I think the reason many of us avoid preparing something like a turkey is not that it is difficult, but that we are afraid of a little work. This is certainly an irrational fear because preparing a turkey is not really much work. Unless the kitchen was too warm, I’ve never broken a sweat cooking turkey. As I have written about on previous occasions, with a little planning and practice, cooking really is not much work—why should anyone have a fear of it?
Related to the fear of work and the fear of difficulty is the fear of cooking from scratch. Anyone born since 1950 has lived in a period of history where the food industry has produced more and more products designed to reduce the amount of time we spend cooking. Why make your own stock when there are those convenient cubes of chemicals that will last at room temperature until the next ice age? Why chop onions when we can buy a bag of chopped onions at our local store? Why grind our own meat and shape it into hamburger patties when we can buy frozen hamburger patties for less money and less work? The two reasons I have is that cooking from scratch allows us to better control the quality of our ingredients and the quality of the preparation. I achieve a great sense of relaxation when I cook, a talent that I’ve been told that makes me unique. What makes cooking relaxing and simple for me, but stressful and difficult for others, may be nothing more than knowledge and experience. I haven’t always relaxed by cooking, but I found that as I became more knowledgeable and practiced, the relaxation just happened. For me, cooking from scratch is my recreational drug of choice.

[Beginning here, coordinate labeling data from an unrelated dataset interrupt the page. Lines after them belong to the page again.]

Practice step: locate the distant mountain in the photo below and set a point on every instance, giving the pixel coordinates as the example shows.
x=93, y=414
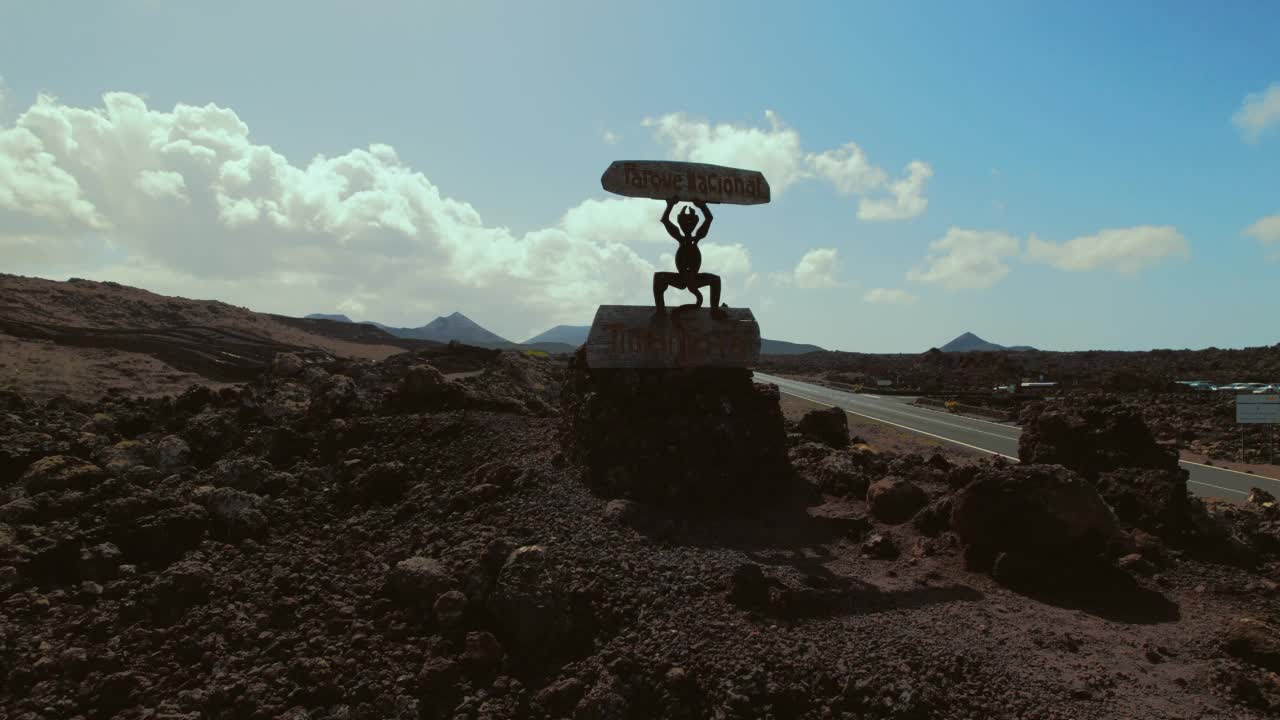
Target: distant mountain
x=969, y=342
x=576, y=336
x=456, y=327
x=784, y=347
x=567, y=335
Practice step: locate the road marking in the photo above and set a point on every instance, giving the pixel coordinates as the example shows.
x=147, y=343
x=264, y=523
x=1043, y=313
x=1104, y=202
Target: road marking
x=1006, y=425
x=1219, y=487
x=904, y=427
x=1230, y=470
x=926, y=419
x=1004, y=437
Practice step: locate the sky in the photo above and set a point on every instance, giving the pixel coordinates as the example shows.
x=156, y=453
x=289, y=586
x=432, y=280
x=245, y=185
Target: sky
x=1086, y=176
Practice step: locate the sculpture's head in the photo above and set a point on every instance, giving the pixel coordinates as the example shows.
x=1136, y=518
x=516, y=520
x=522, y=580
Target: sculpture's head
x=688, y=219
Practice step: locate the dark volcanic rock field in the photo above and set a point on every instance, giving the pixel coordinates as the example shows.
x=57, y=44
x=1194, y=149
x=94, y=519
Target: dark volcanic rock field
x=376, y=541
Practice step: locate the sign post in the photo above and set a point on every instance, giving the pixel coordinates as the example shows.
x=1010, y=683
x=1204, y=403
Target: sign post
x=1257, y=410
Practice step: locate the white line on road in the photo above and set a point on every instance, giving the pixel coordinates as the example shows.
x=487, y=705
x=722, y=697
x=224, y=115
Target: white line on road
x=1230, y=470
x=1219, y=487
x=904, y=427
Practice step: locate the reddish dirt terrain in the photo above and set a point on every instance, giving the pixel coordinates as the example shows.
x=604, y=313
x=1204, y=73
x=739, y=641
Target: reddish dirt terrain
x=346, y=538
x=85, y=338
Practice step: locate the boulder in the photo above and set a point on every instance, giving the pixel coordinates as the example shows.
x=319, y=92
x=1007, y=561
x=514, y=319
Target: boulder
x=164, y=534
x=426, y=386
x=420, y=579
x=529, y=601
x=287, y=364
x=59, y=473
x=236, y=515
x=172, y=454
x=1253, y=641
x=100, y=563
x=483, y=651
x=119, y=458
x=241, y=473
x=384, y=482
x=334, y=397
x=1091, y=441
x=828, y=427
x=1043, y=510
x=449, y=609
x=748, y=587
x=895, y=500
x=880, y=546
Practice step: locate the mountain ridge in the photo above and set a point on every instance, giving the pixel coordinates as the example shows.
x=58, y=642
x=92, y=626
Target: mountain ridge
x=969, y=342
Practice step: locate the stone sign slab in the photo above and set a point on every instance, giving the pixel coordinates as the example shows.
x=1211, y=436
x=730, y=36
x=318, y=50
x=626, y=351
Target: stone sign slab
x=1257, y=409
x=659, y=180
x=634, y=336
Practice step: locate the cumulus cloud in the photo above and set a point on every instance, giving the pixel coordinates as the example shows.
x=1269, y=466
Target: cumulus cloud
x=1121, y=250
x=965, y=259
x=1258, y=113
x=776, y=150
x=890, y=296
x=817, y=269
x=905, y=201
x=186, y=203
x=1267, y=232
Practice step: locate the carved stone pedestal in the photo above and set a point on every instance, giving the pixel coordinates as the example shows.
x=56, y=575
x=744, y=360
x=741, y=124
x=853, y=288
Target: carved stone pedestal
x=672, y=433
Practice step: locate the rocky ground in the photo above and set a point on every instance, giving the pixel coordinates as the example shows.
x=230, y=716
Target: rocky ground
x=374, y=540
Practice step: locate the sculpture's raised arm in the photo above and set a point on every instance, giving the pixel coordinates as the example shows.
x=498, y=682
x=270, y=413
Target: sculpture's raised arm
x=707, y=220
x=666, y=220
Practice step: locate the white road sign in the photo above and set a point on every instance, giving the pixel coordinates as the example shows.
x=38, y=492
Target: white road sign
x=1257, y=408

Maybe one or two of the kitchen fears I’ve mentioned have a ring of truth for you. Maybe you know of other fears that either keep you out of the kitchen or prevent you from doing grand and glorious things while you’re in it. None of these fears should require seeking the help of a professional, unless that professional happens to cook. I would certainly not prescribe large doses of food television, but I would recommend lots of reading and practice. These are fears that we can overcome by ourselves, and maybe even have some fun doing so.